Carl looked pale, shocky, hunched as if he’d been punched in the guts. “Sit down for a second,” he said. Bryn ignored him and looked around for the woman she was supposed to meet. No one presented herself as a possibility.
Carl grabbed her arm, hard enough to bruise, and forced her to pay attention. “Bryn! Sit down!”
She bent her knees and sank into the chair, staring now at him. “What is this?”
He wet his lips. He looked terrible—really terrible. Gray, as if he was at least two doses down on Returné. “It’s not me,” he said. “I’m not doing this. I’m a pawn, just like, a pawn.…No, sit down! I don’t have a choice.” He spoke in a terrified hiss, and held her wrist when she tried to get up. “Sit!”
She slowly lowered herself back to the chair. “You’re in this with her.”
“No,” he said. He didn’t let go of her. His eyes were wild. “Just wait. Wait.”
Suddenly, she knew what was happening. Carl was under orders.
Protocol orders. He didn’t have a choice in what he was doing.

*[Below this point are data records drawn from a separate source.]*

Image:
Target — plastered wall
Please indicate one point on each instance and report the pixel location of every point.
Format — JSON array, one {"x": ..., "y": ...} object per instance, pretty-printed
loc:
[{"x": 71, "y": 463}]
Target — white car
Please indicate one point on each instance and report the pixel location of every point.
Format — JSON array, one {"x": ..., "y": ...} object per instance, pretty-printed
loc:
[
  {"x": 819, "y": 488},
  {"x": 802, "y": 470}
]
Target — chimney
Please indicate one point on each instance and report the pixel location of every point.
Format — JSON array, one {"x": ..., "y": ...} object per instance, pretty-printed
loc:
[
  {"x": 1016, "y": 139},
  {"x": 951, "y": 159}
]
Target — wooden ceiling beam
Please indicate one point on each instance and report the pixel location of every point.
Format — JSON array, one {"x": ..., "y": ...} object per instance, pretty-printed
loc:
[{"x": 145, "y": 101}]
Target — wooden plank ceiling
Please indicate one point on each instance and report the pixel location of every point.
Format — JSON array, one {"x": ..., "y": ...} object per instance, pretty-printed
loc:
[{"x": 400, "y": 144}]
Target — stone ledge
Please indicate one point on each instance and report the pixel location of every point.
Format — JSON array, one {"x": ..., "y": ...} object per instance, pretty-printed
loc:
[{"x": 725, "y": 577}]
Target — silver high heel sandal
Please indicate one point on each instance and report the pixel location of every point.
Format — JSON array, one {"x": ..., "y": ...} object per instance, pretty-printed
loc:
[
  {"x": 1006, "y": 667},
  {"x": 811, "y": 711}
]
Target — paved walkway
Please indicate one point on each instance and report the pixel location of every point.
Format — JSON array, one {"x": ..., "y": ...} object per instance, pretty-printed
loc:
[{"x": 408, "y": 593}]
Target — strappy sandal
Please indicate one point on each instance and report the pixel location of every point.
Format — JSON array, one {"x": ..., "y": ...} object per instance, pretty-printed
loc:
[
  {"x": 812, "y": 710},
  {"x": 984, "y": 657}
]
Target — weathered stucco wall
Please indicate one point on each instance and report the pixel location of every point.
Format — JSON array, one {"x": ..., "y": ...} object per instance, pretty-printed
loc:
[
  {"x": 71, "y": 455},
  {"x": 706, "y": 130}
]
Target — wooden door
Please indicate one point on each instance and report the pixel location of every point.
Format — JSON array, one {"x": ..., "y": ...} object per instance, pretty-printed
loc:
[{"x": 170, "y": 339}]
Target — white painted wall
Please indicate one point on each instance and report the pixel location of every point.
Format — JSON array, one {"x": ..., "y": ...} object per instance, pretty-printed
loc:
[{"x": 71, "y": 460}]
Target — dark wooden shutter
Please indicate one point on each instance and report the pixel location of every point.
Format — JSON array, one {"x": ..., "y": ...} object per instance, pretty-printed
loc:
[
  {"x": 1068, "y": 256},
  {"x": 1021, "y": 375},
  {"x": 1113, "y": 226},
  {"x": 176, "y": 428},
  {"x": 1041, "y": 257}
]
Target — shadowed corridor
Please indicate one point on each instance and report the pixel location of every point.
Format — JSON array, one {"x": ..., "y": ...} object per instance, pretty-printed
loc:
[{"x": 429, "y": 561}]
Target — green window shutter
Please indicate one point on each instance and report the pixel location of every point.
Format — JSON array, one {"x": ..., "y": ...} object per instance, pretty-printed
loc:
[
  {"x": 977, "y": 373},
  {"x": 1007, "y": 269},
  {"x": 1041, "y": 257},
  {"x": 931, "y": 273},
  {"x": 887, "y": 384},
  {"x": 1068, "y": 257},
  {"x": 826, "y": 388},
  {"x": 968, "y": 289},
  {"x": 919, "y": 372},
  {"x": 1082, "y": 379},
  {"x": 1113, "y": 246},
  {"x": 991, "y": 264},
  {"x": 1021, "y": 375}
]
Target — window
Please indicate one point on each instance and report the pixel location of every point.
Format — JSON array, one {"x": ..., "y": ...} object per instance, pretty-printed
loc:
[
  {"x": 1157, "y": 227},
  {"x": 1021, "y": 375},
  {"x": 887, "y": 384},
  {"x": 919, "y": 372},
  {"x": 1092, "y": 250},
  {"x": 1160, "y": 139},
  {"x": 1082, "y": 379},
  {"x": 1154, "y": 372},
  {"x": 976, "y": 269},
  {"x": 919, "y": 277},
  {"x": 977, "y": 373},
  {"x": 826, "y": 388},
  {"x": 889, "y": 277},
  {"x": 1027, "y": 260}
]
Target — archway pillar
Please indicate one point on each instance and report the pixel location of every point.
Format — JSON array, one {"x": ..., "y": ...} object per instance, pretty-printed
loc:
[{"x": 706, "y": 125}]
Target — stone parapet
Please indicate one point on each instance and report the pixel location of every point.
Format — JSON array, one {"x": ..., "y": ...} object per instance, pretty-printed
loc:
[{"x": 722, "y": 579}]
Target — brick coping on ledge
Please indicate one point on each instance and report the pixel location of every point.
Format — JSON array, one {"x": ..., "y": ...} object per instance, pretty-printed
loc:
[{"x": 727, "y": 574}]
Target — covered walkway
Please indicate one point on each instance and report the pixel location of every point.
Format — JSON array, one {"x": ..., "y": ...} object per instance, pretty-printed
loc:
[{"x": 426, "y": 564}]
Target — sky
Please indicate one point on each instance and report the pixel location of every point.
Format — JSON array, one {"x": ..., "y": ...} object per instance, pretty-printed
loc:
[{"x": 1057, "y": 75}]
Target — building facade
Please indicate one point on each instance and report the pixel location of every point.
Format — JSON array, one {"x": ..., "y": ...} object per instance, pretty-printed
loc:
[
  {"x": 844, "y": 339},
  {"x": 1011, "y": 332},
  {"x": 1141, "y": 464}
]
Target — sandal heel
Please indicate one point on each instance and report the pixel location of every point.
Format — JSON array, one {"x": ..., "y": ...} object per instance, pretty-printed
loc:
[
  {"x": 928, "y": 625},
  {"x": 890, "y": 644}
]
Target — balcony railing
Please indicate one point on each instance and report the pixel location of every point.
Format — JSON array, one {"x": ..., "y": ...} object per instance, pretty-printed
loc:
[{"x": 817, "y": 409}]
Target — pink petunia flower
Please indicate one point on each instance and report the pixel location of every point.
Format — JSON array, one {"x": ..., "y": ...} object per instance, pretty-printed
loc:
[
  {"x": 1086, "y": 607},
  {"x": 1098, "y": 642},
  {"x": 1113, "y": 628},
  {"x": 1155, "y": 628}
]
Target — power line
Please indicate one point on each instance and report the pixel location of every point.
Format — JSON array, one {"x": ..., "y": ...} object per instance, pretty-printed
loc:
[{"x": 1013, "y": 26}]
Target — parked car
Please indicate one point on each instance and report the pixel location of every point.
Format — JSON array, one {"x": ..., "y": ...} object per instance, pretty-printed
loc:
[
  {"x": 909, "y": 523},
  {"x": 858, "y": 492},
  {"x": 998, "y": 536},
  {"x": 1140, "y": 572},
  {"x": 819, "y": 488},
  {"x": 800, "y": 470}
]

She didn’t know what he was waiting for until the two cops, chatting and joking with the barista, claimed their coffees and headed out the door. Bryn tried to catch their eyes, and tensed to grab one, but Carl’s desperation warned her that she’d better not try it.
Once the cruiser had pulled away into traffic, he let her go. “Go get a drink,” he said. “Go on. Get in line.”
“I don’t want any goddamn coffee,” she hissed back. “Where’s Jeff? Where are they holding him?”
He stared back at her and didn’t speak, just pointed at the counter. She grabbed her purse and walked to the counter. The register worker took her order and five dollars, and she moved to the other end, where the barista worked the machine and, in about a minute, put a cup up for her to take.
“You’re Bryn, right?” he asked. “Take it.”
The cup was empty.
She felt something blunt jammed low against her back, somewhere in the vicinity of her liver. “Drop the purse,” a man’s voice said—not Carl’s this time. “We’re going to walk very quietly toward the bathroom hallway.”